An enzyme innunoassay using horse radish peroxidase as teh marker enzyme for the detection of antibodies to Trichinella spiralis in pigs was described. In the enzyme-linked immunosorbent assay (ELISA) quantitation os specific antibodies is obtained by means of peroxidase labeled anti-species-immunoglobulin in antigen-coated tubes. The enzyme remaining in the tube after wasging provides a measure of the amount of specific antibodies in the serum. A crude saline extract of T. spiralis muscle larvae served as antigen.
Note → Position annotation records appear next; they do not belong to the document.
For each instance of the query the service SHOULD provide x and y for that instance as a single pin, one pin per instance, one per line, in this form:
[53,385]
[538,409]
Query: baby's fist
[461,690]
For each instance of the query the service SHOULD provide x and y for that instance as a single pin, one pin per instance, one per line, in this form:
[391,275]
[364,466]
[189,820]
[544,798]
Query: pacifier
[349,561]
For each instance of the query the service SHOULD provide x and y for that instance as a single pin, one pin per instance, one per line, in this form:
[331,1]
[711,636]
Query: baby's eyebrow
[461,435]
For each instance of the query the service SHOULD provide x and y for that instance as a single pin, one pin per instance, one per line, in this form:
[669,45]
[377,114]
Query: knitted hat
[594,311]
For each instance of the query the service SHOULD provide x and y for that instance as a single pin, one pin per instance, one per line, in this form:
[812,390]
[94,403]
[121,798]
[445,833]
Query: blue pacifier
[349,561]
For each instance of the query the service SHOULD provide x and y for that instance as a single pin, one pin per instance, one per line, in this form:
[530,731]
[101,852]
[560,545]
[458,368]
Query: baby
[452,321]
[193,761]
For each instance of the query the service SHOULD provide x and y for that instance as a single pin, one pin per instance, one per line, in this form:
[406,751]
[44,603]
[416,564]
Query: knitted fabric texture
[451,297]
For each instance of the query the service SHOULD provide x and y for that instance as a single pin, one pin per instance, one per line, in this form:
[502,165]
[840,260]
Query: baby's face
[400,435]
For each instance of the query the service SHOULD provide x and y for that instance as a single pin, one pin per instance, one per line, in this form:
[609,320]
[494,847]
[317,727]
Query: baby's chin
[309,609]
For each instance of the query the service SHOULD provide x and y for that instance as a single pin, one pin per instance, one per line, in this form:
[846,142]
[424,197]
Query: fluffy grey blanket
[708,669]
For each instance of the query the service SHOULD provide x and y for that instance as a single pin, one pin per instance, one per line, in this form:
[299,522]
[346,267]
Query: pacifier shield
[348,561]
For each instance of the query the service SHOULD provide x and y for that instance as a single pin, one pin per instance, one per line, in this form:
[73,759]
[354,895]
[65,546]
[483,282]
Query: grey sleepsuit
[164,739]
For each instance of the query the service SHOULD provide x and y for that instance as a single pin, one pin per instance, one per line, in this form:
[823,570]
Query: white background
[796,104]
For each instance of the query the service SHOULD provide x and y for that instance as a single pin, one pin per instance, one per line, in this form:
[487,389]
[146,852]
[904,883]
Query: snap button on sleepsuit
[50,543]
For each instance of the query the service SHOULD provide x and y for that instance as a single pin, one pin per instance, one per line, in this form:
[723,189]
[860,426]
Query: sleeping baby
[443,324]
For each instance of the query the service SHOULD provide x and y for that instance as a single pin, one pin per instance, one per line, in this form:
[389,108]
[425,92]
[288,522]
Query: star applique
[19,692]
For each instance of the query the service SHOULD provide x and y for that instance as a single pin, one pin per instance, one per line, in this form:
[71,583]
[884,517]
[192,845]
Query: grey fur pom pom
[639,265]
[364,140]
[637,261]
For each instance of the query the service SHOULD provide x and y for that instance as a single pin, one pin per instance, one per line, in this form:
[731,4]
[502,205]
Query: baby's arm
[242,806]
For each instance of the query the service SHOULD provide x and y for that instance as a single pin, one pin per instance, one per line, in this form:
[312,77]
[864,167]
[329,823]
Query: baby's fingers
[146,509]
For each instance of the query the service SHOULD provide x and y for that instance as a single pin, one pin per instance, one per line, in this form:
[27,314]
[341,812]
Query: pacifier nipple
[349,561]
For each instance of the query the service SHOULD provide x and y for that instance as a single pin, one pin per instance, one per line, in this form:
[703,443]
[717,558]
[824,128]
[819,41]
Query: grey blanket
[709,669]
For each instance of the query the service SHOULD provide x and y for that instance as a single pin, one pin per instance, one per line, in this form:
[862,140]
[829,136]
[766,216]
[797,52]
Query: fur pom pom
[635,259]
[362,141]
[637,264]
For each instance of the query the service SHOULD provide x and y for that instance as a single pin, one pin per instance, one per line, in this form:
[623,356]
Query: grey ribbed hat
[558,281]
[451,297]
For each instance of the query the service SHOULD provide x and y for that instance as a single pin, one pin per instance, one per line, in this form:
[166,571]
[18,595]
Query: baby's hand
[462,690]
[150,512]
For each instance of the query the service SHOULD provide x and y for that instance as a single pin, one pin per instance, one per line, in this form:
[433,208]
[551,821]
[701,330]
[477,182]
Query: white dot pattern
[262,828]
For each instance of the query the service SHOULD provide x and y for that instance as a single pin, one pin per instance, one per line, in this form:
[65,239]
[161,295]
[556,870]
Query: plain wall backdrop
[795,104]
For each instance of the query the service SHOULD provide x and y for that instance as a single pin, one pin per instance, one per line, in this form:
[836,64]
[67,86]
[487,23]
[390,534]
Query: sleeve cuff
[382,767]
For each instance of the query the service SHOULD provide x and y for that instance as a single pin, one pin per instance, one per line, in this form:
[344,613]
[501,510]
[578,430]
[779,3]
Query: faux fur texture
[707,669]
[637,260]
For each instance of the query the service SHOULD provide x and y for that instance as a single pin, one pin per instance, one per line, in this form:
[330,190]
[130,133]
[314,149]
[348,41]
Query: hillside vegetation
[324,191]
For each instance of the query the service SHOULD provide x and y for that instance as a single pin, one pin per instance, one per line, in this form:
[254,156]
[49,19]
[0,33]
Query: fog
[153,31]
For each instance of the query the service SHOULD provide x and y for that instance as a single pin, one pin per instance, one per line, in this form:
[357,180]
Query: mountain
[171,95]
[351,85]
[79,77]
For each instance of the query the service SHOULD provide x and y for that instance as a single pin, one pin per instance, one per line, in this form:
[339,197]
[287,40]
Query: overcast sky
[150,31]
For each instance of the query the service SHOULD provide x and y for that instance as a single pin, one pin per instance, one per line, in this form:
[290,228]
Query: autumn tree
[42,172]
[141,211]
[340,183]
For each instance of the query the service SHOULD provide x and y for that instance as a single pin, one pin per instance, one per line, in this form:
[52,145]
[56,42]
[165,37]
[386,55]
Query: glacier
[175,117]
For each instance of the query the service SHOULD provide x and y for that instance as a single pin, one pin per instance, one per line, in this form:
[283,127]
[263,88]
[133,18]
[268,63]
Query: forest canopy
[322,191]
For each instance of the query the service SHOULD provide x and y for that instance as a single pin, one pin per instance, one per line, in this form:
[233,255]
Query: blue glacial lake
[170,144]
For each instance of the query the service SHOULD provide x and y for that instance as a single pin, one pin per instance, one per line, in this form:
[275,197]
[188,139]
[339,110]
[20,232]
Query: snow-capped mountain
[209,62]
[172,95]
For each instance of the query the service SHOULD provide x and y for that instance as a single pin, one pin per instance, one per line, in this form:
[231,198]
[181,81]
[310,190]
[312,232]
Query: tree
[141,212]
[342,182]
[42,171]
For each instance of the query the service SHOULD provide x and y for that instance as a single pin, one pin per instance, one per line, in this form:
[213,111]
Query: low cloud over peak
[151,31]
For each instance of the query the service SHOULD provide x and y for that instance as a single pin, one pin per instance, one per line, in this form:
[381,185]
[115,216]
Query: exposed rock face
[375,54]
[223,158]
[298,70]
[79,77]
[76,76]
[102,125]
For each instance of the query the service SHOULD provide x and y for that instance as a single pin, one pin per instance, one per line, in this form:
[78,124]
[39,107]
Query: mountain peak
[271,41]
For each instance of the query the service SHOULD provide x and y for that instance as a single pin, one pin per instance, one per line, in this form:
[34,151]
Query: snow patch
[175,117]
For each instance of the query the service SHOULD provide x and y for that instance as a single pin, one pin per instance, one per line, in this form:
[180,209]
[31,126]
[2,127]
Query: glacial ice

In experiments in which conventionally raised pigs intended for slaughter were infected with various numbers of T. spiralis larvae (25,000; 12,500; 5,000; 2,500; 1,500; 500; 150; 50) a positive correlation was found between initial dose of larvae administered and amount of antibodies detected by ELISA. Compared with immuno-fluorescence (IF) ELISA was more sensitive. IF yielded positive results in 11 out of 34 infected animals, whereas ELISA results were positive in 27 cases. In order to evaluate ELISA results under practical conditions extinction values os sera from both infected and non-infected conventional pigs were compared with the highest extinction value of a group of 74 negative conventional pig sera. Due to the relatively high background reaction of some of these negative sera the number of positive practical ELISA results decreased from 27 to 19 out of 34 animals. Furthermore, in 1 out of 10 non-infected animals a false positive practical ELISA result was obtained. Ways to improve the reliability of ELISA are discussed.